Le Royaume-Uni envisage de nouvelles sanctions contre la Russie après les conclusions sur l’empoisonnement de Navalny
MUNICH – Le Royaume-Uni étudie la possibilité d’imposer de nouvelles sanctions à la Russie suite à la découverte d’une toxine mortelle sur des échantillons prélevés sur l’opposant russe Alexei Navalny, a déclaré dimanche la ministre britannique des Affaires étrangères, Yvette Cooper. Les conclusions, issues d’une enquête menée conjointement par cinq pays européens, pointent vers une implication de l’État russe dans l’empoisonnement de Navalny.
Les analyses de laboratoire ont révélé la présence d’épibatidine, une toxine puissante présente dans les grenouilles fléchettes d’Équateur, sur des échantillons biologiques prélevés sur Navalny. La toxine peut également être synthétisée, a précisé Cooper lors de la Conférence de sécurité de Munich, où le Royaume-Uni, la France, l’Allemagne, les Pays-Bas et la Suède ont annoncé leurs conclusions.
Alexei Navalny, figure de proue de l’opposition russe et critique virulent du président Vladimir Poutine, est décédé dans une prison russe le 16 février 2024, alors qu’il purgeait une peine de 19 ans. Les circonstances de sa mort sont restées entourées de mystère, Moscou affirmant qu’il est décédé des suites de causes naturelles après s’être senti mal pendant une promenade.

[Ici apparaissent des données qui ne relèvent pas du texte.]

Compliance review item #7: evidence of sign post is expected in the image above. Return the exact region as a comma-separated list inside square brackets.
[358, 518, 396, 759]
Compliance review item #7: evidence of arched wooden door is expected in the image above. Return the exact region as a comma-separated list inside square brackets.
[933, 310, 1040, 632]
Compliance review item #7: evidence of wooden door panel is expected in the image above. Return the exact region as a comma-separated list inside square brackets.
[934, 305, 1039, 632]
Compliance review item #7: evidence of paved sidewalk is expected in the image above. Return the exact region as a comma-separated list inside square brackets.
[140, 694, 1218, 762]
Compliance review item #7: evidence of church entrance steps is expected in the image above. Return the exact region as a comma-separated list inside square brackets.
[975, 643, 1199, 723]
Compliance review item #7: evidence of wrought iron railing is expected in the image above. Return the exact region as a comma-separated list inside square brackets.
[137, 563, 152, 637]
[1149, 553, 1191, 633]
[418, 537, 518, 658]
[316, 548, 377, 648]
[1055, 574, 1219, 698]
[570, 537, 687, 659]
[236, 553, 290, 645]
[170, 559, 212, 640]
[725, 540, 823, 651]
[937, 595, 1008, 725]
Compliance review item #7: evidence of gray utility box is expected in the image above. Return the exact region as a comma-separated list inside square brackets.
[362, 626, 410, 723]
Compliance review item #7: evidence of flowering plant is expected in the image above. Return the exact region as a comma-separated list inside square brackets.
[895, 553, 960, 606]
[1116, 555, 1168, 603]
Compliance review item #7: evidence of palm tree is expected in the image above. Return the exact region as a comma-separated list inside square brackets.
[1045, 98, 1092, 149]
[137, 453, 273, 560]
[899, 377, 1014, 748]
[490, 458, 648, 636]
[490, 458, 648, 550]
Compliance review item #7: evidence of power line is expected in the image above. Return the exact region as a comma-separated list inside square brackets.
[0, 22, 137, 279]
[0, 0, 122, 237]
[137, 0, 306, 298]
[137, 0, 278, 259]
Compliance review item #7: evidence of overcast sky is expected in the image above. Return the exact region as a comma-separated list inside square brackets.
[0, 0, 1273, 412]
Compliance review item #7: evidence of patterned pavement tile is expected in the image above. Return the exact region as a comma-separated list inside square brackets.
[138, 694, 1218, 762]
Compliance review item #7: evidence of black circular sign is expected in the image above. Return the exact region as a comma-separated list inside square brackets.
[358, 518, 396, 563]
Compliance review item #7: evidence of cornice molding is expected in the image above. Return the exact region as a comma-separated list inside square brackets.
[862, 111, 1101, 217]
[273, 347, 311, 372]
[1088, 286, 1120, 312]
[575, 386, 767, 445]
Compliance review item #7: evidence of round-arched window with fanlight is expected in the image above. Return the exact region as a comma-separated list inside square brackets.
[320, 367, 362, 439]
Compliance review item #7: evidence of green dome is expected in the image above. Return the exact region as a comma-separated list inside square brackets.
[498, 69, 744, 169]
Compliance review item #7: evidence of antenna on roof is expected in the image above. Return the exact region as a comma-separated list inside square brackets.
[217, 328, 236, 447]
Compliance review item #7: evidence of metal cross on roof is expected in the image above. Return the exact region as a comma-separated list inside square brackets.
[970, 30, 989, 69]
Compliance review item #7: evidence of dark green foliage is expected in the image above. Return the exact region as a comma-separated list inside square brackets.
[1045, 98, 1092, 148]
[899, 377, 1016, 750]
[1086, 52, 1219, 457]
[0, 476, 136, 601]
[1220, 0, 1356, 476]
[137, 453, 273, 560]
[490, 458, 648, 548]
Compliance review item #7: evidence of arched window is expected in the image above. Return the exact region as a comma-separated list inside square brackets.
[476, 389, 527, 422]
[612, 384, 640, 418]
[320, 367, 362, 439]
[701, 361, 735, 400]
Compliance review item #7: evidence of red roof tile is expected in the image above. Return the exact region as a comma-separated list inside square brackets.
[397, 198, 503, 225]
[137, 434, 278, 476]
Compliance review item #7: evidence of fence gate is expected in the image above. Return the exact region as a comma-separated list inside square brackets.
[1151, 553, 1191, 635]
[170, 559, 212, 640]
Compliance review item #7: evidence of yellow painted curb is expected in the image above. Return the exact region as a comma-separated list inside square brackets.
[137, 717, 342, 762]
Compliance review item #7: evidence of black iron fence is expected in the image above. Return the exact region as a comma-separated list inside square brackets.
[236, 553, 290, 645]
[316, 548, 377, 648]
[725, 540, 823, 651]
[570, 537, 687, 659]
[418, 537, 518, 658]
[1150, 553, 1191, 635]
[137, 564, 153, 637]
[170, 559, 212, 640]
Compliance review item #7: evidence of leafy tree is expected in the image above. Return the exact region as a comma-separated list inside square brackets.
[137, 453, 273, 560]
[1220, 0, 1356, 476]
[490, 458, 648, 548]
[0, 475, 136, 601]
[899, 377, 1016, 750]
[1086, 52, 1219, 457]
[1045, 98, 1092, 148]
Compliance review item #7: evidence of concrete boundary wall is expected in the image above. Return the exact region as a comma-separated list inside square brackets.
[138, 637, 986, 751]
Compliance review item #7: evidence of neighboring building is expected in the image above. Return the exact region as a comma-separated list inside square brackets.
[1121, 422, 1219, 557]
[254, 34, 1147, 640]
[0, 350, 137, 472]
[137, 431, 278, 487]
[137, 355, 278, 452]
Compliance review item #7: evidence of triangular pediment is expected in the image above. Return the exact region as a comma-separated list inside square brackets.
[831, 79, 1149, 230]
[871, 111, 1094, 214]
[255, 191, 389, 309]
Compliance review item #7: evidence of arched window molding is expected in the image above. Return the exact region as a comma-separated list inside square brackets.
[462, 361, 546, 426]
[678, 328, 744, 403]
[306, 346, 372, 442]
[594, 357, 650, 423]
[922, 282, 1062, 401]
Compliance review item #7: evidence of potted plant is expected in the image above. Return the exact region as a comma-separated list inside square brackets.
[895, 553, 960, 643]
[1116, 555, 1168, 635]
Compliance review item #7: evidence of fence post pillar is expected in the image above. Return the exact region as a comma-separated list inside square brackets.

Les pays européens ont toutefois souligné que la toxicité de l’épibatidine et les symptômes rapportés suggèrent fortement un empoisonnement. Dans un communiqué commun, ils ont affirmé que seul l’État russe disposait des moyens, de la motivation et de l’opportunité d’utiliser cette toxine mortelle. Le Foreign Office britannique a déclaré être “responsable de sa mort”.

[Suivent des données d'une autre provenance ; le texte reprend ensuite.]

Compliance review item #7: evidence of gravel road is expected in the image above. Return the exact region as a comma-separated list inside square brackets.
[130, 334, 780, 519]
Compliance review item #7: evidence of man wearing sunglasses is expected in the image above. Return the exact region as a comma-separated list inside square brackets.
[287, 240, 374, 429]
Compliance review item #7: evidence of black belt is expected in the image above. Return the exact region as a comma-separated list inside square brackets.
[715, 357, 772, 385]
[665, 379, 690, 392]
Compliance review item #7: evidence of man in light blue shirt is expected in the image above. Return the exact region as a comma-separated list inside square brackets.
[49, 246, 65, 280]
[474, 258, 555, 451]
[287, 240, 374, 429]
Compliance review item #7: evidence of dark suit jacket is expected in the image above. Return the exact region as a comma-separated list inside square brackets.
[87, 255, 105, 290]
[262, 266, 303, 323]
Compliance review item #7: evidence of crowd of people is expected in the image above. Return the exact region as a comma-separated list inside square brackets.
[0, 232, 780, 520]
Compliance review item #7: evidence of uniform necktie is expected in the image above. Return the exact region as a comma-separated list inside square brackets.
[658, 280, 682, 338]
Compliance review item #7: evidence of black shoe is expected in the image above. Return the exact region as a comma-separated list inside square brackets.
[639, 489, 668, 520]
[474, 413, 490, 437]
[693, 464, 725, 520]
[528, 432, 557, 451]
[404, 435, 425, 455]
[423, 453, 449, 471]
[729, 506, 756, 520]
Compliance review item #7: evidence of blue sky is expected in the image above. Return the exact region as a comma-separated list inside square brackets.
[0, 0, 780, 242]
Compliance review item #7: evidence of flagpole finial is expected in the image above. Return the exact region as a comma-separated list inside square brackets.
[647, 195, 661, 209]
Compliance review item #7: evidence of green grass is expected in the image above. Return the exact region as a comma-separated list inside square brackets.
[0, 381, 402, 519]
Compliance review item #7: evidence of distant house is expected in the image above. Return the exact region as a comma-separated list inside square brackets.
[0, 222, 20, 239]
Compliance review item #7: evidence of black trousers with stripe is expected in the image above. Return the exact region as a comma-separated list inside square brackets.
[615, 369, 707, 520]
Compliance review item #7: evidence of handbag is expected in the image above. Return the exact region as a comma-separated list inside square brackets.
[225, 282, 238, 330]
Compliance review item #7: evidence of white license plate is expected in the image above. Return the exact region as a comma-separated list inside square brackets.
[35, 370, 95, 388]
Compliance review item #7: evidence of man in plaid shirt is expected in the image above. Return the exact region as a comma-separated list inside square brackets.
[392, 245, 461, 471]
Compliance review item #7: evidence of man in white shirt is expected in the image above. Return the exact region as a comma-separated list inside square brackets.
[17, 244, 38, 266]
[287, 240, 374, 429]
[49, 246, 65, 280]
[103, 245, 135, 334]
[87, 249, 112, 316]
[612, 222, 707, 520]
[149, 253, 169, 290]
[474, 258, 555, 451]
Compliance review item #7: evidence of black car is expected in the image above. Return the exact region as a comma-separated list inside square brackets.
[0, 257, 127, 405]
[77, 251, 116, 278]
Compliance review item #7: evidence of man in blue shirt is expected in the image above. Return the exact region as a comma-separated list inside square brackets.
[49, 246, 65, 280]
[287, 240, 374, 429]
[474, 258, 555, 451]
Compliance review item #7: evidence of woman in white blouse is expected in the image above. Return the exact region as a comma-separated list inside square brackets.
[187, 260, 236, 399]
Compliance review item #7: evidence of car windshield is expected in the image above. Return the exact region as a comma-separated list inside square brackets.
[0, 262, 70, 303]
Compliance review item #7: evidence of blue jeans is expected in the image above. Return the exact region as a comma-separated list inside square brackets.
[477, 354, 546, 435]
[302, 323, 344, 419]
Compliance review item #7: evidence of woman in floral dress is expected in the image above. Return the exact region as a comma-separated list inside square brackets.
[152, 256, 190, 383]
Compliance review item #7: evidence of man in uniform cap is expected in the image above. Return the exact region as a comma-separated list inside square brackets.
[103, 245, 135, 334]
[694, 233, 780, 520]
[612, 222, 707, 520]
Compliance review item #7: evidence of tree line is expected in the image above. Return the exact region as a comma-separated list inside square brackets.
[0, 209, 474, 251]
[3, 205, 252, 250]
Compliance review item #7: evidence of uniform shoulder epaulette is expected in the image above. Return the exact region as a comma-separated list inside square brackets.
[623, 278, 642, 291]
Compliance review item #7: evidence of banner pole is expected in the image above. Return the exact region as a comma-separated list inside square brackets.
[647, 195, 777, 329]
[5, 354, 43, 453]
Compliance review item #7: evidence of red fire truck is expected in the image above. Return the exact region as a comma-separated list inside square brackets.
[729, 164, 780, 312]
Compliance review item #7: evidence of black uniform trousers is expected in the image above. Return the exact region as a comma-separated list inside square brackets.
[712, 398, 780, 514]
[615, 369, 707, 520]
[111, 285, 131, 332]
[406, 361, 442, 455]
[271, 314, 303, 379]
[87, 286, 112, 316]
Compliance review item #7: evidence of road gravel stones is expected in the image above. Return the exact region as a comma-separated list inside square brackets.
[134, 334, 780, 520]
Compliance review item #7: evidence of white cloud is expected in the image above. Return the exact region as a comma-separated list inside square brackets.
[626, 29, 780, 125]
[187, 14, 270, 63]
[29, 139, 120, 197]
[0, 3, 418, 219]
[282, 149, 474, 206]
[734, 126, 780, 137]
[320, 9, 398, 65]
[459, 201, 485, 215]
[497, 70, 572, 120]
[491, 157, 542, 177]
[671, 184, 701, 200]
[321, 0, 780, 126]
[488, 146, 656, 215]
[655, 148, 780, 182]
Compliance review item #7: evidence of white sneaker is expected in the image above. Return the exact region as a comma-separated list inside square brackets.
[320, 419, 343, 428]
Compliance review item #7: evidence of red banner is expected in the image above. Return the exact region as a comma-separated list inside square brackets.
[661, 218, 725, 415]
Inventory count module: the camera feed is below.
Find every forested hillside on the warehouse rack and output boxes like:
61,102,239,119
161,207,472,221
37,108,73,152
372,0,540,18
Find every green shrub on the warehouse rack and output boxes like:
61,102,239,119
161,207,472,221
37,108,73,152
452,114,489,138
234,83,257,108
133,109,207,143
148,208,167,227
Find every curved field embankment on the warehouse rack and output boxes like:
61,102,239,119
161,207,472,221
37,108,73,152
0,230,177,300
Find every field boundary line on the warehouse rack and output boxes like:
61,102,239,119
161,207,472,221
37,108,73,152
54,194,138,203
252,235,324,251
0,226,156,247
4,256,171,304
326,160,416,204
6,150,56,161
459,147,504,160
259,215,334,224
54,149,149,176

Le Premier ministre britannique, Keir Starmer, a salué le “courage face à la tyrannie” de Navalny, dénonçant “l’intention meurtrière” de Poutine sur les réseaux sociaux.
Ces conclusions interviennent alors que la Russie s’apprête à organiser une élection présidentielle. La veuve de Navalny, Yulia Navalnaya, a déclaré que les preuves scientifiques confirment désormais le meurtre de son mari, deux ans après l’annonce de sa mort lors de la même conférence en Allemagne. Elle avait déjà révélé en septembre dernier que des analyses de laboratoire sur des échantillons biologiques prélevés en contrebande avaient confirmé un empoisonnement.
Le ministre français des Affaires étrangères, Jean-Noel Barrot, a rendu hommage à Navalny, affirmant sur X (anciennement Twitter) que Vladimir Poutine est prêt à utiliser des armes biologiques contre son propre peuple pour rester au pouvoir.
Nous savons désormais que Vladimir Poutine est prêt à utiliser des armes biologiques contre son propre peuple pour rester au pouvoir. Hommage à Alexei Navalny, victime de la barbarie du régime russe. https://t.co/q9q9q9q9q9
— Jean-Noël Barrot (@jnbarrot) February 17, 2024
La porte-parole du ministère russe des Affaires étrangères et l’ambassade de Moscou à Londres ont rejeté les conclusions occidentales. Le Kremlin n’a jamais fourni d’explication complète sur la mort de Navalny, se contentant d’indiquer qu’il était tombé malade et décédé subitement.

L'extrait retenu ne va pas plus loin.